J’ai participé mardi 9 février au débat en séance relatif à l’Article 47 du projet de loi pour l’activité, la croissance et l’égalité des chances économiques, présentée par le Ministre de l’économie Emmanuel Macron.
Cet article a pour objectif la création d’un champion européen de l’armement terrestre, par l’union à parité des deux grands groupes européens Nexter system et Krauss–Maffei Wegmann (KMW). Ce projet nécessite la création d’une structure passant par GIAT industries détenue à parts égales par l’Etat Français et la famille Wegmann. Pour cela, il faudra privatiser GIAT à hauteur de 50%.
J’ai souhaité soulever trois points qui me semblent majeurs :
D’une part, le risque de perdre notre souveraineté sur une industrie de pointe dans une Union Européenne dont le projet stratégique, même si nous souhaitons le voir émerger, est pour le moment inexistant.
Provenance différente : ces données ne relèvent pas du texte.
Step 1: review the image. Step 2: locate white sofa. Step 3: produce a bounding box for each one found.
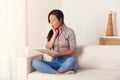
[17,45,120,80]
Or, la simple dérégulation d’un tel secteur ne permettra pas l’émergence d’une véritable politique de sécurité et de défense commune sans la mise en place d’un cadre rigoureux au préalable. C’est pourquoi il est absolument nécessaire de mettre en place un véritable débat autour de ce projet, qui relève avant tout des enjeux stratégiques et de défense français. L’industrie de la défense a un particularisme fort : elle est liée à une déontologie, à une cohérence de notre politique de défense, et est dotée d’un encadrement spécifique dont nous ne pouvons prendre le risque de briser le cadre sous prétexte d’un manque de financements publics.
Cela m’amène à mon deuxième point : Bien que dans ce processus l’Etat détienne encore toute autorité sur les ventes par un actionnariat à hauteur de 50%, la semi-privatisation fragilise le processus décisionnel et l’Etat peut alors subir les pressions des actionnaires, ou encore des délocalisations, restructurations et suppression d’effectifs pour y substituer de la sous-traitance à des entreprises qui ne seraient pas françaises. Cet article fragilise donc de manière importante l’industrie de la défense française qui est ici à tort considérée comme tout autre secteur de l’économie française, considérant les enjeux majeurs qui en relèvent.
Enfin, je doute de la pertinence stratégique d’une telle alliance « industrielle » franco-allemande dès lors que l’Allemagne et la France n’ont pas de politique étrangère convergente ni la même approche en matière d’opération extérieure. Je ne voudrais pas qu’il soit dit demain que, pendant que les uns font la guerre, les autres font de l’argent.